How do you integrate an expression when there is an algebraic expression in the numerator and denominator of a fraction? Integrating using partial fractions helps you to solve this problem. Use this resource to learn how to integrate using partial fractions.
Sometimes a complex function may be integrated by breaking it up into partial fractions. The idea is that each partial fraction is an easier integral than the original.
For example:
\[\int\frac{1}{x^{2}+5x+6}dx=\int\frac{1}{x+2}dx-\int\frac{1}{x+3}dx\]
The integrals on the right are much simpler than that on the left.
Before you dive into this resource, make sure you are confident with finding partial fractions.
Example 1 – integrating using partial fractions
Find the integral of \(\dfrac{x-5}{x^{2}+2x-3}\) with respect to \(x\).
First, find the partial fractions. Since \(x^{2}+2x-3=(x+3)(x-1)\), we are dealing with the case where the denominator has two distinct linear factors. Therefore, we factorise as follows:
\[\begin{align*} \frac{x-5}{x^{2}+2x-3} & = \frac{x-5}{(x+3)(x-1)}\\
& = \frac{A}{x+3}+\frac{B}{x-1}
\end{align*}\]
Now, we have to determine the constants \(A\) and \(B\). First, add the partial fractions by finding a common denominator.
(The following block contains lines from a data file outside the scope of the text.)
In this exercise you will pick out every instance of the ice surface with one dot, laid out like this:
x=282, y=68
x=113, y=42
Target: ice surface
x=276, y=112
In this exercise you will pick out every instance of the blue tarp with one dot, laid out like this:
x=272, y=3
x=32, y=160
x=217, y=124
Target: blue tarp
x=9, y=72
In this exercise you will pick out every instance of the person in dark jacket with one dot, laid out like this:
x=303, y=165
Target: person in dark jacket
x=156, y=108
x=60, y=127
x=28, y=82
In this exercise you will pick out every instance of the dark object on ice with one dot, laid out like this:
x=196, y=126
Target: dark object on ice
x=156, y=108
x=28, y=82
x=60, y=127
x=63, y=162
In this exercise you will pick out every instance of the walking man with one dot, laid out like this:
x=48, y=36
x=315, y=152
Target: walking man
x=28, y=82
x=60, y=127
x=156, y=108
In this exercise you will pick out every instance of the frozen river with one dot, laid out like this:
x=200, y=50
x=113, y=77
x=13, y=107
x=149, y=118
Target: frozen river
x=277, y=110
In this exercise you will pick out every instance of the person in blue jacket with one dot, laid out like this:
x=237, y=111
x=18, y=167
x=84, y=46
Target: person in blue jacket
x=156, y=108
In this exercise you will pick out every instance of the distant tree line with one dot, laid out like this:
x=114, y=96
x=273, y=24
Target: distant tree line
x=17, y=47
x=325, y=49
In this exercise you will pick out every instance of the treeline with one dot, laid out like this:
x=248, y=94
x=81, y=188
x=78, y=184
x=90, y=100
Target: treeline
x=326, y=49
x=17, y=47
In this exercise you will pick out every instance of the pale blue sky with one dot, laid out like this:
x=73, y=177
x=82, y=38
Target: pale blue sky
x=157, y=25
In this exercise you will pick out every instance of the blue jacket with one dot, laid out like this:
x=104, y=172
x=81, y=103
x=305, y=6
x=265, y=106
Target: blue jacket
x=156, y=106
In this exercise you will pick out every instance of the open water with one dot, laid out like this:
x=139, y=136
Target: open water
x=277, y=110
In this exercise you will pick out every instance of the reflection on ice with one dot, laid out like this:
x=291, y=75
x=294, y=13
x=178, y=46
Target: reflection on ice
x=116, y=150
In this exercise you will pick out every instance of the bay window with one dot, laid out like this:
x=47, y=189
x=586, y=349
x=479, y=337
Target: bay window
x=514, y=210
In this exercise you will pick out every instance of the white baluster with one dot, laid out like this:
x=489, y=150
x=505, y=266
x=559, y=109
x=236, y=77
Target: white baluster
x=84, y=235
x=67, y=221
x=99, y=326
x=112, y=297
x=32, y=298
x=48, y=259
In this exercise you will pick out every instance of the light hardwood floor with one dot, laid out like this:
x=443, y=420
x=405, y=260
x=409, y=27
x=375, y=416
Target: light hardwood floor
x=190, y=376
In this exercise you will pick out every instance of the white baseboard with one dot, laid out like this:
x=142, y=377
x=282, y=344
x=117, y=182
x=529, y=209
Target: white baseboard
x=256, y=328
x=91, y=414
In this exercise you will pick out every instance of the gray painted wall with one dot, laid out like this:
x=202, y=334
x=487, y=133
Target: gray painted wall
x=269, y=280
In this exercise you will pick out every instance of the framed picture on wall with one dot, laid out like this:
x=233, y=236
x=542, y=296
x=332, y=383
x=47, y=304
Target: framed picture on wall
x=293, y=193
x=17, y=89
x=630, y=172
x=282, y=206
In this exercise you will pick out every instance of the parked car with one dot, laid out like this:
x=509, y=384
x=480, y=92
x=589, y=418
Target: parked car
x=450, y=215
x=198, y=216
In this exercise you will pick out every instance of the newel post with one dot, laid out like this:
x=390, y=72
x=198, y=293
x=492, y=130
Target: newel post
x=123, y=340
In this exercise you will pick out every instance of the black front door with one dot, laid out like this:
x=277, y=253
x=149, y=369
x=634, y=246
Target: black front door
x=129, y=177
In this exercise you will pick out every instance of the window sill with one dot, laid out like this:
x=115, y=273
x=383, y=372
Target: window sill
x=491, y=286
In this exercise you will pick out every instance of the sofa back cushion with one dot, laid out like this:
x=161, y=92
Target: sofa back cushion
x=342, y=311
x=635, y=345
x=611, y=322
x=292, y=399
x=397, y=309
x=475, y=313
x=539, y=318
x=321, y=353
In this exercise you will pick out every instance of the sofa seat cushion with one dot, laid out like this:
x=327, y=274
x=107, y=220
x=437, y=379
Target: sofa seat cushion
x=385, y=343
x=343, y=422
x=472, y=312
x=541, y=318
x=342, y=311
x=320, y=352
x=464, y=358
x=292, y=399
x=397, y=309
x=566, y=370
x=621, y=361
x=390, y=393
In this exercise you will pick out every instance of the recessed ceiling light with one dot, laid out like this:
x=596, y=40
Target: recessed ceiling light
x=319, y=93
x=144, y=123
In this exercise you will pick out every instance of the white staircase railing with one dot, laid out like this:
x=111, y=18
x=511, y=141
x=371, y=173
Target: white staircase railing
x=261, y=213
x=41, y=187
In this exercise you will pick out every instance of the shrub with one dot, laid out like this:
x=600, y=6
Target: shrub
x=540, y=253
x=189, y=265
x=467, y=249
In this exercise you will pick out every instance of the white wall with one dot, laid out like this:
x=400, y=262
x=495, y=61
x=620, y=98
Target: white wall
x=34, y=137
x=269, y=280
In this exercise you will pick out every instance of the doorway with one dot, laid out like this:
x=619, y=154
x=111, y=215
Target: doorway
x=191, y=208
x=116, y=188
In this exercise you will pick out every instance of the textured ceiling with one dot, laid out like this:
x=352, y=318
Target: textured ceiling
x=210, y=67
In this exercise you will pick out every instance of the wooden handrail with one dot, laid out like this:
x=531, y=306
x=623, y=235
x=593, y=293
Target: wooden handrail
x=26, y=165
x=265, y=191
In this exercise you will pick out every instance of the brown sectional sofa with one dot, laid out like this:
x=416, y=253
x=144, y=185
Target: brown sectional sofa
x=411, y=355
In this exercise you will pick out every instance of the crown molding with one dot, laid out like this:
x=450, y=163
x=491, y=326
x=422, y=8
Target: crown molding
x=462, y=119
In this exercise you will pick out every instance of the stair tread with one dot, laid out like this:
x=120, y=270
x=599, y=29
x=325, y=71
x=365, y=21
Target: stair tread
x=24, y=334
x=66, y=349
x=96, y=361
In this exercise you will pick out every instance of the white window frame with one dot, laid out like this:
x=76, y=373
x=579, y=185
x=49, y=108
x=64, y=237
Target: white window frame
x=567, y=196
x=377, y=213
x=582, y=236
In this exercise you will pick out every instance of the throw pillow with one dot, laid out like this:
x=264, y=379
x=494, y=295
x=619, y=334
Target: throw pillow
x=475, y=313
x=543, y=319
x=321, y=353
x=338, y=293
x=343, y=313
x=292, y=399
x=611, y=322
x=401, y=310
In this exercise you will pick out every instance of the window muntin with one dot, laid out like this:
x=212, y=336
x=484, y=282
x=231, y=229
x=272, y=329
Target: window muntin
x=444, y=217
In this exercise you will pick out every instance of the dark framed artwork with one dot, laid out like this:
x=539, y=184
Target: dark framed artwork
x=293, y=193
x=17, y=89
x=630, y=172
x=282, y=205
In this case, it is \((x+3)(x-1)\).
\[\begin{align*} \frac{A}{x+3}+\frac{B}{x-1} & = \frac{A}{(x+3)}\times\frac{(x-1)}{(x-1)}+\frac{B}{(x-1)}\times\frac{(x+3)}{(x+3)}\\
& =\frac{A(x-1)+B(x+3)}{(x+3)(x-1)}\\
& =\frac{Ax-A+Bx+3B}{(x+3)(x-1)}\\
& =\frac{Ax+Bx-A+3B}{x^{2}+2x-3}\\
& =\frac{(A+B)x-A+3B}{x^{2}+2x-3}
\end{align*}\]
Equating the numerators:
\[x-5=(A+B)x-A+3B\]
where \(A+B\) is the \(x\) term and \(-A+3B\) is the constant. On the left, the coefficient of \(x\) is \(1\) and on the right, the coefficient is \(A+B\). Similarly, the constant term on the left is \(-5\) and on the right, it is \(-A+3B\).
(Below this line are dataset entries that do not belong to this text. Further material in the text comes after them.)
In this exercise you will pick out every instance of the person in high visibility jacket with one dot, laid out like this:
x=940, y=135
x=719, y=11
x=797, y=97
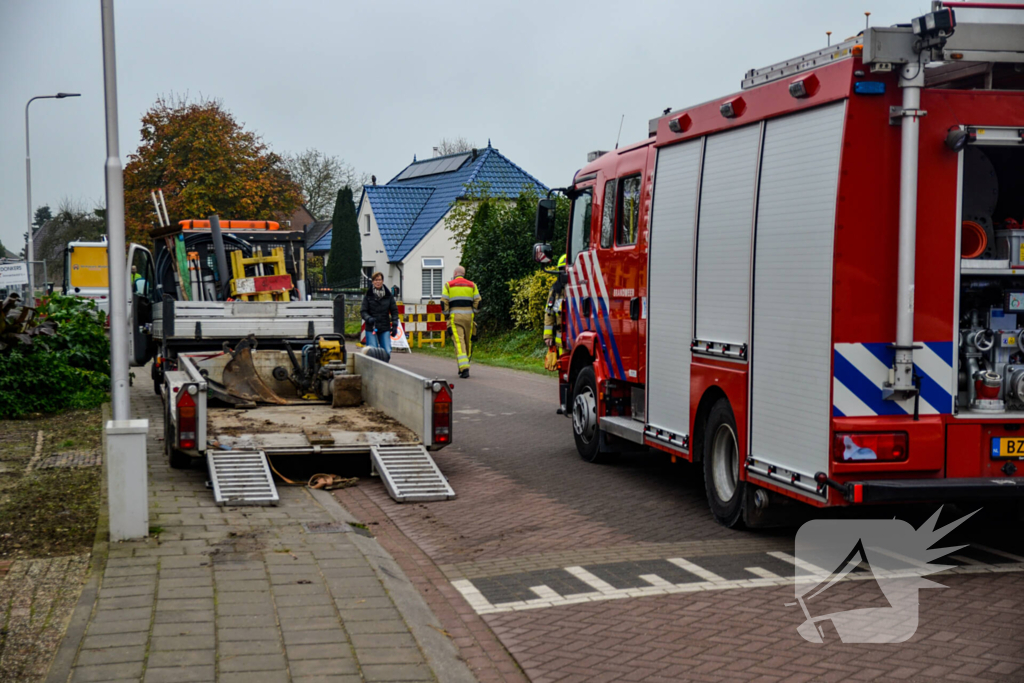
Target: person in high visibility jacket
x=461, y=300
x=553, y=312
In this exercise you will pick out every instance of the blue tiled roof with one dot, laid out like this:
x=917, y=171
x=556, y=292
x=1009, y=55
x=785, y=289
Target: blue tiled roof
x=407, y=210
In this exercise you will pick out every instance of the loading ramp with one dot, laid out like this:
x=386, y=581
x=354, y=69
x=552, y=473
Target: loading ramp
x=409, y=473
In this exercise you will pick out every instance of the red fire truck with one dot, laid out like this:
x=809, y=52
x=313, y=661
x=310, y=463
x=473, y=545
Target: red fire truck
x=815, y=286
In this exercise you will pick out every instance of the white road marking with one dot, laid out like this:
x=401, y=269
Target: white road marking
x=655, y=581
x=547, y=597
x=545, y=593
x=762, y=573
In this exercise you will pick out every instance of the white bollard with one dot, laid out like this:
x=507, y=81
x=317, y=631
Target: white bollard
x=127, y=481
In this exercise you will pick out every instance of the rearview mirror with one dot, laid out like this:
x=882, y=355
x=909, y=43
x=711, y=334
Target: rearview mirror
x=545, y=220
x=542, y=253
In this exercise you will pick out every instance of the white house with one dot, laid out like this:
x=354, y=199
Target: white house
x=402, y=224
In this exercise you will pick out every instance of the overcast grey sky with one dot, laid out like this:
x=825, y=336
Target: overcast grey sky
x=377, y=82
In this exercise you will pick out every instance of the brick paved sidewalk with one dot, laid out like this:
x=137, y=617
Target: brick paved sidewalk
x=250, y=594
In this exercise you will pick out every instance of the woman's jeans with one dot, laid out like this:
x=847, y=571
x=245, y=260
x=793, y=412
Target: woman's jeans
x=380, y=339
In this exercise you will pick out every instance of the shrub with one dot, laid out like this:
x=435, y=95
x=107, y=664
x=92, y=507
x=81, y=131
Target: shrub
x=46, y=382
x=79, y=332
x=529, y=296
x=61, y=363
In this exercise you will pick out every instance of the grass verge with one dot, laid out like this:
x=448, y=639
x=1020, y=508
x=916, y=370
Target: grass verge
x=48, y=512
x=518, y=349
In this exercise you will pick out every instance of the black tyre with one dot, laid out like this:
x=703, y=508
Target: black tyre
x=176, y=459
x=158, y=378
x=585, y=430
x=721, y=461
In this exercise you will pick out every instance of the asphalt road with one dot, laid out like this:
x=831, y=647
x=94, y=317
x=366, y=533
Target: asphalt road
x=506, y=421
x=619, y=571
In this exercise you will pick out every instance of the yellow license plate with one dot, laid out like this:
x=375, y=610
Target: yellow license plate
x=1007, y=446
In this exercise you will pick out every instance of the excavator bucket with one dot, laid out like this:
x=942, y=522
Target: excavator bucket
x=241, y=379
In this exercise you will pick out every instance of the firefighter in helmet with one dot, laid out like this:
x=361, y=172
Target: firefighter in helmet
x=461, y=300
x=553, y=311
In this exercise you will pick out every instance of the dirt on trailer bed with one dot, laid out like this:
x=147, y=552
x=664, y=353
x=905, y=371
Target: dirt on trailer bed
x=251, y=428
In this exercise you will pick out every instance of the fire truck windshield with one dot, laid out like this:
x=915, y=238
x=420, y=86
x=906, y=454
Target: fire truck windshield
x=580, y=223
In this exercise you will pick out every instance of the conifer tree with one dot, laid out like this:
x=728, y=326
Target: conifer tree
x=344, y=263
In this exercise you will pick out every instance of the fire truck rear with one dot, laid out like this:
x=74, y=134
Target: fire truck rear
x=815, y=286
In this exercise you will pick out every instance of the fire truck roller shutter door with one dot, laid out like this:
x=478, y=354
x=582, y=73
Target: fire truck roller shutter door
x=793, y=281
x=670, y=322
x=730, y=166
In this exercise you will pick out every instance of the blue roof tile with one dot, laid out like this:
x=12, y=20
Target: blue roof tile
x=407, y=210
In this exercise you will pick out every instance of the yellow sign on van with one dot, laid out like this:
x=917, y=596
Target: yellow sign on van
x=88, y=267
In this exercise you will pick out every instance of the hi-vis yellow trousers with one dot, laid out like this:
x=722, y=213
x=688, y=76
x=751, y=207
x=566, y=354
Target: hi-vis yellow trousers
x=462, y=335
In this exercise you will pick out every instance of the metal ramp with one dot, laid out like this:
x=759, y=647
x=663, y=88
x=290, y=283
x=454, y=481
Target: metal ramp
x=410, y=474
x=241, y=477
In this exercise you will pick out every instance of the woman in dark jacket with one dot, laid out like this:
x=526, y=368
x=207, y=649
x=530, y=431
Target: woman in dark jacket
x=380, y=312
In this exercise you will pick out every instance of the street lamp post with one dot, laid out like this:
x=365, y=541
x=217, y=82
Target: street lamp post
x=28, y=185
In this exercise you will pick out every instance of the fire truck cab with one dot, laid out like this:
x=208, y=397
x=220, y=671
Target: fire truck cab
x=815, y=286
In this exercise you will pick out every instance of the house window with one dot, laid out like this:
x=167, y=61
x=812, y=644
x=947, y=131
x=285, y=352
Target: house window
x=629, y=212
x=433, y=280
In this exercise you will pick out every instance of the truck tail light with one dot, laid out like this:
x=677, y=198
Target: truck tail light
x=442, y=414
x=869, y=446
x=186, y=420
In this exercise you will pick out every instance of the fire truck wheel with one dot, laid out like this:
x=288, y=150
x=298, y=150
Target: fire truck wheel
x=721, y=458
x=585, y=429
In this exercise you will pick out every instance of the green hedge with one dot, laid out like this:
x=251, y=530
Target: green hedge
x=45, y=382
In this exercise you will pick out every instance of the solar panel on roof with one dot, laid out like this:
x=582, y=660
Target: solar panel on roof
x=433, y=167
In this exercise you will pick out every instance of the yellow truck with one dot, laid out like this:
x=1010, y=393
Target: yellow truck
x=86, y=272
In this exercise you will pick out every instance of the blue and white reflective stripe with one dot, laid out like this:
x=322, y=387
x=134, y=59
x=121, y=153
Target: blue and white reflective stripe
x=588, y=278
x=592, y=263
x=861, y=370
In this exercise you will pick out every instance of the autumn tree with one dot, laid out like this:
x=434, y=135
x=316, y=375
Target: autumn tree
x=321, y=176
x=454, y=145
x=205, y=162
x=344, y=263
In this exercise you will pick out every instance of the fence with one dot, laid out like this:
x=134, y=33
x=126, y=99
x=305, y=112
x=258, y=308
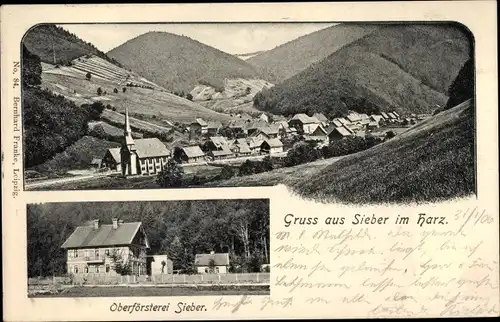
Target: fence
x=163, y=279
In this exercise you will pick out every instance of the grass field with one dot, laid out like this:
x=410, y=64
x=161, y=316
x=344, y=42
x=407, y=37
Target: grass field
x=157, y=291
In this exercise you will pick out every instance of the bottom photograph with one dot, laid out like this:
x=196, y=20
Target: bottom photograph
x=148, y=248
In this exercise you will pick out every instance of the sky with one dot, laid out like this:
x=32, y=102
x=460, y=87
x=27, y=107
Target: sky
x=234, y=38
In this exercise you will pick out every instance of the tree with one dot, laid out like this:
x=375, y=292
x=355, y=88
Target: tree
x=211, y=265
x=32, y=68
x=171, y=175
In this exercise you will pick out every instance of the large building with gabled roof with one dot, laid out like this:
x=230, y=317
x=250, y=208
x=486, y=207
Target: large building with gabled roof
x=141, y=156
x=96, y=248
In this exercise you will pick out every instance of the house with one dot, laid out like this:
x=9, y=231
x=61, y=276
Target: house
x=319, y=136
x=253, y=126
x=353, y=117
x=344, y=121
x=215, y=143
x=213, y=263
x=322, y=118
x=283, y=127
x=266, y=132
x=142, y=156
x=96, y=163
x=159, y=264
x=385, y=116
x=392, y=116
x=271, y=146
x=213, y=127
x=112, y=159
x=364, y=116
x=240, y=147
x=198, y=127
x=95, y=248
x=336, y=122
x=303, y=123
x=372, y=125
x=238, y=126
x=191, y=154
x=264, y=117
x=379, y=119
x=223, y=153
x=338, y=133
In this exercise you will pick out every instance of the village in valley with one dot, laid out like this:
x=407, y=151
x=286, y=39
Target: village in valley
x=148, y=115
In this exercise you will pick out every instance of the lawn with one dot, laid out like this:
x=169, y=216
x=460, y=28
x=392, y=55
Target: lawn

This gives us the following simultaneous equations:
\[\begin{align*} A+B & = 1 \\
-A+3B & = -5
\end{align*}\]
These equations are easily solved by elimination. Adding the equations, we get:
\[\begin{align*} 4B & = -4\\
B & = -1
\end{align*}\]
Substituting for \(B\) the first equation gives:
\[\begin{align*} A-1 & = 1\\
A & = 2
\end{align*}\]
Finally, we have:
\[\frac{x-5}{x^{2}+2x-3}=\frac{2}{x+3}-\frac{1}{x-1}\]
We can now evaluate the integral:
\[\begin{align*} \int\frac{x-5}{x^{2}+2x-3}dx & = \int\left(\frac{2}{x+3}-\frac{1}{x-1}\right)dx\\
& = \int\frac{2}{x+3}dx-\int\frac{1}{x-1}dx\\
& = 2\ln|x+3|-\ln|x-1|+c,\,c\in\mathbb{R}\\
& = \ln(x+3)^{2}-\ln|x-1|+c\\
& = \ln\frac{(x+3)^{2}}{|x-1|}+c
\end{align*}\]
Find the integral of \(\dfrac{x^{2}-3x+16}{x^{3}-5x^{2}+x-5}\) with respect to \(x\).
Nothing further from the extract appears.